Ghost Buster's Buster


"And now by the power vested in me via form 376c, I hereby summon the spirit of Nathaniel Lee Gasp to appear before us," The Mayor read aloud. The sheet of 8 and a half by 11 inch paper she was holding caught fire and burned a deep black color until nothing was left of it but a pile of ash. From that ash grew the spectral shape of the defendant Nathaniel Gasp.

"Thank you Madame Mayor for presenting me the opportunity to speak on my own behalf."

"Of course Mr. Gasp. Please keep it to a tight two minutes."

"Love is a many splendid thing, madam mayor" he began, instantly launching into an obviously prepared speech. "As you can see from my stunning good looks, I died a young man." He appeared to be about 45, a hard lived 45 at that. "Too young to have known the many wonders of true love."

"Pish," muttered the widow Jenkins, before she was quickly silenced by a look from The Mayor.

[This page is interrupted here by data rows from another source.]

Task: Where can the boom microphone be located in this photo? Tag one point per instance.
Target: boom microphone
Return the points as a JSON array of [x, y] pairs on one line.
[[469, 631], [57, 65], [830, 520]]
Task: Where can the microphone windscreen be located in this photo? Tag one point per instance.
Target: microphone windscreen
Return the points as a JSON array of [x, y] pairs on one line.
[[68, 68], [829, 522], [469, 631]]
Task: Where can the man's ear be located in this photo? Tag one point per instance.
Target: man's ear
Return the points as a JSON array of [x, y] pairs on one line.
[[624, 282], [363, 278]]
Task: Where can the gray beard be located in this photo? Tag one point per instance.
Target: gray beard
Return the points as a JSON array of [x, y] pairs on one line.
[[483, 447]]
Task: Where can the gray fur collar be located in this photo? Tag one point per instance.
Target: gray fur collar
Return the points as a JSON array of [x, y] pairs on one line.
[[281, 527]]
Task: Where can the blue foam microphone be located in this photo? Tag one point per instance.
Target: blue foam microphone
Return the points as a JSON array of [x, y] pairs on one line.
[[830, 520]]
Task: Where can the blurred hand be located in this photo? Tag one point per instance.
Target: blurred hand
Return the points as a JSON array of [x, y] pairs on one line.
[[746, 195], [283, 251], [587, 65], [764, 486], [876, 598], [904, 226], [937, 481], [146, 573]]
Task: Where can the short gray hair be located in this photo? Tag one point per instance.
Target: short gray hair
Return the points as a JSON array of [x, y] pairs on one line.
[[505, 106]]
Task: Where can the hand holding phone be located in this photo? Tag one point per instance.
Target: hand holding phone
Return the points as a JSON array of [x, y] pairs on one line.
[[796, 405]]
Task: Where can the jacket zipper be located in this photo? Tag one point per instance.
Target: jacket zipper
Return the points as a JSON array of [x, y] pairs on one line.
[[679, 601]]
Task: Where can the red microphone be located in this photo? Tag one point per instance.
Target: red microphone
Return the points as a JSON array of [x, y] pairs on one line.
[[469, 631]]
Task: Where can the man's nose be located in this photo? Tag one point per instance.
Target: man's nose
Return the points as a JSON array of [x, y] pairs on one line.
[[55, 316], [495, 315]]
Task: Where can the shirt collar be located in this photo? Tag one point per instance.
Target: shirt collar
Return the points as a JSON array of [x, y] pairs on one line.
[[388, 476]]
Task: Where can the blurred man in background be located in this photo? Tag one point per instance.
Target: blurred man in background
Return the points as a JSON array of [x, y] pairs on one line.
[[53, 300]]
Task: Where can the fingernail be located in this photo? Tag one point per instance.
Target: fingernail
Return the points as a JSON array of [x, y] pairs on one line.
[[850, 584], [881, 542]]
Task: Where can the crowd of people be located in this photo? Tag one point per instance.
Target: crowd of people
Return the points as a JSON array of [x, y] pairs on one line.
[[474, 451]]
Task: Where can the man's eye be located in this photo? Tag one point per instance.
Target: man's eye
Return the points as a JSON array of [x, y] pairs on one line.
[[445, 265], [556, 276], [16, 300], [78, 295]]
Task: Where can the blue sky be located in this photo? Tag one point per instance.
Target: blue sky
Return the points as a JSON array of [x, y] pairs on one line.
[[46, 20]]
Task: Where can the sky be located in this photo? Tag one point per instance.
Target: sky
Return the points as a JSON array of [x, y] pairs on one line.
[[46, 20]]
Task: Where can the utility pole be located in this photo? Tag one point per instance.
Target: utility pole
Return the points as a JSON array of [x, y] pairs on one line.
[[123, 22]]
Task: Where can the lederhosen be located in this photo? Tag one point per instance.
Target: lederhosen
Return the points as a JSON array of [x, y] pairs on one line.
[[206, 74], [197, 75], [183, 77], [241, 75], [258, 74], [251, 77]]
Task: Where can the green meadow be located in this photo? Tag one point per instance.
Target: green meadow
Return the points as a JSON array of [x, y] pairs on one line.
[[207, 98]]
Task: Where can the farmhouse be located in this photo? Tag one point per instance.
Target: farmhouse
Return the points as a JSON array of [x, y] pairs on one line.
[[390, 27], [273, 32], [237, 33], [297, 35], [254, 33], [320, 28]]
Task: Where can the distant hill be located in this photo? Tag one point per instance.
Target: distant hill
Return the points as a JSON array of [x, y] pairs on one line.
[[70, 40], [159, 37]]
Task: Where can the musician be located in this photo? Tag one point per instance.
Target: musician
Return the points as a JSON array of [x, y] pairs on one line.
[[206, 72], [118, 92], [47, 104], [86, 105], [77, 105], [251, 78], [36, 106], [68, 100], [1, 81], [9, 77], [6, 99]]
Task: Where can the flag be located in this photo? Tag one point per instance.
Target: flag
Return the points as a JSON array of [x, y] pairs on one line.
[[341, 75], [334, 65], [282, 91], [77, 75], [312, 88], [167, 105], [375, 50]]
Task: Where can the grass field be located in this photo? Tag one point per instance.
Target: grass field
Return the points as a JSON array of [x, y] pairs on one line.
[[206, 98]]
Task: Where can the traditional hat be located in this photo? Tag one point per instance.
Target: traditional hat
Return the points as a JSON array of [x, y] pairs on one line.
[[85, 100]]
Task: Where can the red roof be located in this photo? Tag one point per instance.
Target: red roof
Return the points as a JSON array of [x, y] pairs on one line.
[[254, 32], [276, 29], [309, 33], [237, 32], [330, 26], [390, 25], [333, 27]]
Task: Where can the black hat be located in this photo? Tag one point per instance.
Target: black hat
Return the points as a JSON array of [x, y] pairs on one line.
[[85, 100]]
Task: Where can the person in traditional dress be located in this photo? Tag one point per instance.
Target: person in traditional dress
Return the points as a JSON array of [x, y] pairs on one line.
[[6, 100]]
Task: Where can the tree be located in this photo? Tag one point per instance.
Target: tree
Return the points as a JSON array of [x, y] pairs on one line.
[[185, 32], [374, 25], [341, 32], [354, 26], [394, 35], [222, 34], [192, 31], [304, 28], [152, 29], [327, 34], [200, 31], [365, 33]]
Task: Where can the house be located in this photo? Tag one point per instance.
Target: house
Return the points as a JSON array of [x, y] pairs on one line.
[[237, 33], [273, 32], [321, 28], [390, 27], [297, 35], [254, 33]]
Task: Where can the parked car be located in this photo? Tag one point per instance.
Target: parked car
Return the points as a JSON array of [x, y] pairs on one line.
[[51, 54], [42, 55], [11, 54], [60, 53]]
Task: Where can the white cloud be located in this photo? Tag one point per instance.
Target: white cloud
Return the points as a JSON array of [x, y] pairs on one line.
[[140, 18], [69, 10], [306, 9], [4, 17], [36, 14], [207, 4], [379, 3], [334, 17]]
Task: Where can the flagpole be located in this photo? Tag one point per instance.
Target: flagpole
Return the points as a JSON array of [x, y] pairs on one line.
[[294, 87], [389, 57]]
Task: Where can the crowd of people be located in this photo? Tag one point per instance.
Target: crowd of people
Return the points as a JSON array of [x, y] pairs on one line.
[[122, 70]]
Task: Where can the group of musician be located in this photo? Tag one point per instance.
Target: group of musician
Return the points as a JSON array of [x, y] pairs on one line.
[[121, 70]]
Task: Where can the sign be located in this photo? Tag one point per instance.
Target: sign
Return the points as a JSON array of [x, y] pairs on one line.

"So, as you can imagine, I was always interested when a beautiful young woman came to live at the Jenkins' mansion, where I eternally reside. I would often hope that some lovely maiden might find herself befalling an accident similar to my own."

"Similar in what way Mr. Gasp?" asked The Mayor.

"Well, you know, a few women died at the mansion over the years, but it was always something dreadful, like being scalded, or thrown from a horse. I preferred a young lady unmarred by the physical blemishes one so often attains in death."


"So, I hoped and wished for a bout of scarlet fever that would leave any young woman merely with an attractive blush in the afterlife, or a bout of dysentery, perhaps a light poisoning, anything of the internal nature really. Until recently, when the widow Jenkins' daughter Lillian turned 18 and I decided I could not wait but a moment more for my chance at love. So I pushed her off the balcony, lovingly. Then, I tenderly dropped a chandelier on her. Finally, I caressed her salad with strawberries, which I know she's allergic to."

"So you killed the widow Jenkins' daughter and that's how we ended up in this situation?" The Mayor asked.

"No, no, indeed. For you see, my Lillian has a constitution stronger than most mortal women and she walked away from each incident unscathed."

"That's not true!" cried the widow Jenkins. "The strawberries made her itchy. She was very uncomfortable."

"So that's why we're in this situation. Your daughter was made itchy?" asked The Mayor.

"No mother can stand to see her daughter in discomfort madam mayor. What else can I say? There was something strange in my neighborhood so I called the Ghostbusters."

"BOOOOOO!" shouted the townspeople, this evening, an audience of about 40% ghosts.

"Ghosts are a valued group in our community Mrs. Jenkins. We can't have these men here just busting them willy nilly. Why, my very own hairdresser Sheer-eye Sheila was on her way to work this morning when BAM she was busted."

"I understand, Madam Mayor." Mrs. Jenkins said.

"Good, I certainly must insist you don't make this mistake again. However, I agree with you that this ghost is awful and should be disposed of. Jerry please see to it immediately. Then call in the Ghost Buster Busters to clean up Mrs. Jenkins' mess. Mrs. Jenkins you will pay the Ghost Buster Busters' fee of $375 dollars and one sentient ventriloquist dummy."

Mrs. Jenkins nodded and the next piece of business was hastily addressed.